What you are imagining is most likely not the type of map going into Boston Public Schools Thursday.
Social studies teachers in the second, seventh and 11th grades in Boston schools will now have Peters projection maps to use in their classrooms.
The Peters projection map, also referred to as the Gall-Peters projection map, is considered an equal-area representation of the globe and was created as we know it in 1974. On the map, the land masses of Earth's continents accurately reflect their true proportions. For example: Africa is bigger than North America and South America is bigger than Europe. You know, as they are in real life.
This is vastly different from the "traditional" map you picture in your head when you think of world maps — that version is the Mercator Projection map.
The Mercator map was created in 1569 to make colonial trade routes easier to navigate.

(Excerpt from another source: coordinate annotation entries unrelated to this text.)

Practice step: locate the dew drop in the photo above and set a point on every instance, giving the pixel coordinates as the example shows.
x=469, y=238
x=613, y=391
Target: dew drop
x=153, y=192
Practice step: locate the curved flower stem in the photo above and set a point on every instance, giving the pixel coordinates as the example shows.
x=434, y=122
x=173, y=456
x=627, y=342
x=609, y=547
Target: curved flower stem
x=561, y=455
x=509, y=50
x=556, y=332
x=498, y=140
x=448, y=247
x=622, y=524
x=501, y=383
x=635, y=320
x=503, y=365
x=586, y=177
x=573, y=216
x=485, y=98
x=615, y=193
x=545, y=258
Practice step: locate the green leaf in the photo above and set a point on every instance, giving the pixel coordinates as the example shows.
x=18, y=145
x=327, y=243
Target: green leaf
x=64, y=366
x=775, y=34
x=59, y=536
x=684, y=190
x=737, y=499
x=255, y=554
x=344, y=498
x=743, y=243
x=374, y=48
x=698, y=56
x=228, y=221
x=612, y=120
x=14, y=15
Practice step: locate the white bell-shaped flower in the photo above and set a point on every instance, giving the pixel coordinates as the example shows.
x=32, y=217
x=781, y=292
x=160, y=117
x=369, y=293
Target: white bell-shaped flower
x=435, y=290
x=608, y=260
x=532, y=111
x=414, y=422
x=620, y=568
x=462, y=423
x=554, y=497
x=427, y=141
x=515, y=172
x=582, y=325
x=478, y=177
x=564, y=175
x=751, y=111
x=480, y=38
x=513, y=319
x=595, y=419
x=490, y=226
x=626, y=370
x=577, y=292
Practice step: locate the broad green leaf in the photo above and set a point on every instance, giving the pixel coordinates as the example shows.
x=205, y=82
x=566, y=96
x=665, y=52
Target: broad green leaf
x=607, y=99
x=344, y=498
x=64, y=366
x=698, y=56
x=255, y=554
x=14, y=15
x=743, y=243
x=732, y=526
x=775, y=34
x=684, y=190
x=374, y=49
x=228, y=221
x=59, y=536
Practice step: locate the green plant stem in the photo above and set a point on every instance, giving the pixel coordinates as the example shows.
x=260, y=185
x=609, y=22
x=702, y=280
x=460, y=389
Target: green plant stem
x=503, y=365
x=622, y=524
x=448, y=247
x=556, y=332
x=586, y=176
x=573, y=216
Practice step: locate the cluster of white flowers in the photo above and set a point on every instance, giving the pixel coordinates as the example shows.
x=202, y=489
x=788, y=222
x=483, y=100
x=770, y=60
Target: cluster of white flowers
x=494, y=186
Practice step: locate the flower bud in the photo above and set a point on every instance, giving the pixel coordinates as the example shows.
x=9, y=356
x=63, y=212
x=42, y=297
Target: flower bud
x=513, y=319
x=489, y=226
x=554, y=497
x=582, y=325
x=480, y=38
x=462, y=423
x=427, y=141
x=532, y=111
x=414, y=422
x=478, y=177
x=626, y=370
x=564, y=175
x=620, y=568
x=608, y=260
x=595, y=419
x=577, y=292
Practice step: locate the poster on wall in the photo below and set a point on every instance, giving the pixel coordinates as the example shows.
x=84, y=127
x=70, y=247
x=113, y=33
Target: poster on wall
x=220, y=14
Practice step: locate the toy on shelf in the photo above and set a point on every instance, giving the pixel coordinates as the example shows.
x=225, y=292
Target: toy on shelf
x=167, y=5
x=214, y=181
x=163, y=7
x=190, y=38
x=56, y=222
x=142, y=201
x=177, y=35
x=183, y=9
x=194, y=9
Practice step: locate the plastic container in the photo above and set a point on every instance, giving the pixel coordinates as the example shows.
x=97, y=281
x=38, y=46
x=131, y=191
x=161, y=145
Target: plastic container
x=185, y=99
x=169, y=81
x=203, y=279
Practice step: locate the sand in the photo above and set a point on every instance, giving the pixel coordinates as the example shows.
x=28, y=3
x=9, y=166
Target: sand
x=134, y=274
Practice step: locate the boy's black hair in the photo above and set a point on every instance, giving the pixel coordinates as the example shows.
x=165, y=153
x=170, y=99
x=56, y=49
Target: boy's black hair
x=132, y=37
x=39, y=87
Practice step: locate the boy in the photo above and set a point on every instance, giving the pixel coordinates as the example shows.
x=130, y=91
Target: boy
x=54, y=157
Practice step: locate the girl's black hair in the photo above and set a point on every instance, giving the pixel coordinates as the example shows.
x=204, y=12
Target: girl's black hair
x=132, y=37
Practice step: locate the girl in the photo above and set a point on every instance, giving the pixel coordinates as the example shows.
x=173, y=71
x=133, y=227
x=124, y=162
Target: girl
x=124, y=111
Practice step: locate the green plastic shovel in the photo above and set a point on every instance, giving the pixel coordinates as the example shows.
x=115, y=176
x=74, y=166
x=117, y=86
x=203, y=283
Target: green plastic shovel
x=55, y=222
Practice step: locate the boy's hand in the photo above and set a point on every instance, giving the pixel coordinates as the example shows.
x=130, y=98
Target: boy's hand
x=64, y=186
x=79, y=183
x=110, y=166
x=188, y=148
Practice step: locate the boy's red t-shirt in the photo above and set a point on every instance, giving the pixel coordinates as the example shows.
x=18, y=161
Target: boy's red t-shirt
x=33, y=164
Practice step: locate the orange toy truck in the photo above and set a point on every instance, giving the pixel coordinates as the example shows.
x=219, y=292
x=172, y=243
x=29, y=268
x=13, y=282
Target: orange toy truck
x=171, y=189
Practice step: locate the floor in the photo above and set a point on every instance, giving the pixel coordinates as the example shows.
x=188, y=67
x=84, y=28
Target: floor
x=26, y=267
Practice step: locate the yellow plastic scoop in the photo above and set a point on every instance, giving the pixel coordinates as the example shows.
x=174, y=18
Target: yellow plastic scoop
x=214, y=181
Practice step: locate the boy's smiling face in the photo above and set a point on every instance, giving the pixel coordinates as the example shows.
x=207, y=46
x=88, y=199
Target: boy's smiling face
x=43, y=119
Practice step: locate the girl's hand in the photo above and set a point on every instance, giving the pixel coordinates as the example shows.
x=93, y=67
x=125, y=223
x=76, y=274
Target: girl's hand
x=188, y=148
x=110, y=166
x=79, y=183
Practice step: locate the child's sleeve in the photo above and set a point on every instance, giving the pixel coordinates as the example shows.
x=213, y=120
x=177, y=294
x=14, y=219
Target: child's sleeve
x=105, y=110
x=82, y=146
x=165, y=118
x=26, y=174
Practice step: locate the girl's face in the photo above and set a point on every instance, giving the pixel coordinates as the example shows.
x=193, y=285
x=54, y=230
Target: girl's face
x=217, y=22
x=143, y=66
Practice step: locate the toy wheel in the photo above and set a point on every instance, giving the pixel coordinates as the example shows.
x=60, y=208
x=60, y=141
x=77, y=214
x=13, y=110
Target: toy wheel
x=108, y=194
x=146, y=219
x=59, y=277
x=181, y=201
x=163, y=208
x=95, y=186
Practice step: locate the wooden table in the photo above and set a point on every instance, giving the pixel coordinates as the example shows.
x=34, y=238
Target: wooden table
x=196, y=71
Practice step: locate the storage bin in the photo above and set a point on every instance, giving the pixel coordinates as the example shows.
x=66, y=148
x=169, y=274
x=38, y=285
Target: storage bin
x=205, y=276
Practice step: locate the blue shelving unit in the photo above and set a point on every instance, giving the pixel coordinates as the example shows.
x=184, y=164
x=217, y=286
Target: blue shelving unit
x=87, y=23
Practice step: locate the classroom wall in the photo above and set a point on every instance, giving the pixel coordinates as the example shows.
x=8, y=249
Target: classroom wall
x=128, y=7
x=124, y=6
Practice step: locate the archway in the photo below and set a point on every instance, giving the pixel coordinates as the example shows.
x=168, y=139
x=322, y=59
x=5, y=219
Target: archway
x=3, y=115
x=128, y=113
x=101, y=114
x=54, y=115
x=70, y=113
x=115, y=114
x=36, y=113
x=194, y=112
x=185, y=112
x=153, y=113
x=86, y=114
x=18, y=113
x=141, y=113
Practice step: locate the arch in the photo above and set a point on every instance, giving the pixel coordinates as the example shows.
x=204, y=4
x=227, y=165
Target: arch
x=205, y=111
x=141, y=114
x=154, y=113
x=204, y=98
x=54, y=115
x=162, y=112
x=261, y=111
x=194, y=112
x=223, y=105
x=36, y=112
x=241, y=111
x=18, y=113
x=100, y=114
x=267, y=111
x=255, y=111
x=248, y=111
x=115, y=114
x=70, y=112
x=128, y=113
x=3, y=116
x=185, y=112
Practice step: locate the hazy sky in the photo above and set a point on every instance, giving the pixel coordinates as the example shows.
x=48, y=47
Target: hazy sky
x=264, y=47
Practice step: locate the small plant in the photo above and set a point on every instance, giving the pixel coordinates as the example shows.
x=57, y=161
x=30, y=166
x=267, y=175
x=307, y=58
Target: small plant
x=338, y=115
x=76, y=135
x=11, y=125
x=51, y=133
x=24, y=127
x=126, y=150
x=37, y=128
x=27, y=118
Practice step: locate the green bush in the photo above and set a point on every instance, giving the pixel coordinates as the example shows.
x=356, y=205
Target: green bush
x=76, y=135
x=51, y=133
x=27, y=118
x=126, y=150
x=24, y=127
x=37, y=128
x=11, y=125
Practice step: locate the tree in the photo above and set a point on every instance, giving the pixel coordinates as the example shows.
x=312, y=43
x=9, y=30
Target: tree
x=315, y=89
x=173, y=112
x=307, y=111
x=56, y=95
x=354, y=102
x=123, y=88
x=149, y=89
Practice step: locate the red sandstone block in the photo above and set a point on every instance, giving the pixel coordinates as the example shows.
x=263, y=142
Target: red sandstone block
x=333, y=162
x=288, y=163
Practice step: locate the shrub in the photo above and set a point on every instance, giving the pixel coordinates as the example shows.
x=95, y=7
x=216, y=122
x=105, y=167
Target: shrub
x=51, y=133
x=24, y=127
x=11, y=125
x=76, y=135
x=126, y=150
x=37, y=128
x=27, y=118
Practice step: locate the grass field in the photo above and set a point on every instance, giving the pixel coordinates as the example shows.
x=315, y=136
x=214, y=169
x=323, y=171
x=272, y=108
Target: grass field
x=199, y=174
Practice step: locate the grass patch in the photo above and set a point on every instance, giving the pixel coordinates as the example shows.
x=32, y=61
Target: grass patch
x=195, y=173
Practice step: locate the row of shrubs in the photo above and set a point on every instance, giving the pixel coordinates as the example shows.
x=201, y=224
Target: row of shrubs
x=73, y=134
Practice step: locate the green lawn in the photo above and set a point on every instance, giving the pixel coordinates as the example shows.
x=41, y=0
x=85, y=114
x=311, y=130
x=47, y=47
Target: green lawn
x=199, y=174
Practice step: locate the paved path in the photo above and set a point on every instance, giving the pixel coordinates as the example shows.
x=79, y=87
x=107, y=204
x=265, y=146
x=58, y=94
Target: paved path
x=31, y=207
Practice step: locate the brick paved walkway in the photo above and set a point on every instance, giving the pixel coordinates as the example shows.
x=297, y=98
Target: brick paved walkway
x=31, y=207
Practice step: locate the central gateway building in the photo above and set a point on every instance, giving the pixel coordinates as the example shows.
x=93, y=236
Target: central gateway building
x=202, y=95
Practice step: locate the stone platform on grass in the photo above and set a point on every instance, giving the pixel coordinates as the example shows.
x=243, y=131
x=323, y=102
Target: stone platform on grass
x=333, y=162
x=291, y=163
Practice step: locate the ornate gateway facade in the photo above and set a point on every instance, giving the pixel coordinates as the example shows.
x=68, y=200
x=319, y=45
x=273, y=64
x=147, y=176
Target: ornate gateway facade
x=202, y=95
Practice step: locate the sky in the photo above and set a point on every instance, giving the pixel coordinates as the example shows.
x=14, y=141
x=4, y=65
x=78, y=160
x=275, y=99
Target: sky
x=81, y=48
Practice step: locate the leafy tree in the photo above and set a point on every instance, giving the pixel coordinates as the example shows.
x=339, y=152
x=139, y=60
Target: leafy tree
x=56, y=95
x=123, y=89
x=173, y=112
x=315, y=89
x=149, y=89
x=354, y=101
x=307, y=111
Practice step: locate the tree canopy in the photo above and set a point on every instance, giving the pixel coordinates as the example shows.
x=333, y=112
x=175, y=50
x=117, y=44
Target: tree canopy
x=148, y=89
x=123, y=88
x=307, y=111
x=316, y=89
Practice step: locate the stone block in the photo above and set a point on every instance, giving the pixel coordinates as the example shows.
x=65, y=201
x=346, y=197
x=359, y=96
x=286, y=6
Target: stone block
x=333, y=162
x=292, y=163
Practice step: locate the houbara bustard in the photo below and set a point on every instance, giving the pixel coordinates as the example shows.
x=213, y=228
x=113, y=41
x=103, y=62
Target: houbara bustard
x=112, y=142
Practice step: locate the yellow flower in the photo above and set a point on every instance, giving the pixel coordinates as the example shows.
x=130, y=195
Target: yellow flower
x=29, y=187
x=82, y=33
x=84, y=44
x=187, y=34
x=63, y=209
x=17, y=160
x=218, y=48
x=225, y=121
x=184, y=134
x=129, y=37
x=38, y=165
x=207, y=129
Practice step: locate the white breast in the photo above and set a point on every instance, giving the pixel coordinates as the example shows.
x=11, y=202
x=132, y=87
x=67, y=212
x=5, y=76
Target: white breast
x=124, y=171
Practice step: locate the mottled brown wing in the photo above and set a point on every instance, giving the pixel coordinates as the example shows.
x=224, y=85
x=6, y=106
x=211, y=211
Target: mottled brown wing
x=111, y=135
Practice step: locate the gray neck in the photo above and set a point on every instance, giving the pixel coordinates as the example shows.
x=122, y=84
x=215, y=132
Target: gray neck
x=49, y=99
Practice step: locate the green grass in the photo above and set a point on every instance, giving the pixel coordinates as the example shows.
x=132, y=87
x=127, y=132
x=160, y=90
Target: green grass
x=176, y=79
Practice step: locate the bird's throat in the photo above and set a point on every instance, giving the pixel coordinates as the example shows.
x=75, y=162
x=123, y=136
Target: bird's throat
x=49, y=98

In creating a map that prioritized straight lines of travel, land masses of continents became distorted.
For BPS officials, that distortion no longer holds up in 21st-century Boston.
The district says it is providing the Peters map to teachers and students as one way to "de-colonize" curriculum and to make sure students of color don't feel as if they are being sidelined.
"Eighty-six percent of our students are students of color," says Hayden Frederick-Clarke, director of cultural proficiency for BPS. "Maps that they are presented with generally classify the places that they're from as small and insignificant. It only seems right that we would present them with an accurate view of themselves."
Frederick-Clarke says the last thing BPS wants students to think is that they are intentionally being deceived.
"Once students feel like the school isn't being truthful, there's a tendency to shut down and reject information," Frederick-Clarke says.
Frederick-Clarke notes that some of the inaccuracies of the ubiquitous Mercator map are hard to overlook: Greenland is shown to be roughly the size of Africa (in reality it's 14 times smaller) and Germany is about at the center of the map (it's really a lot farther north on the globe than you might think).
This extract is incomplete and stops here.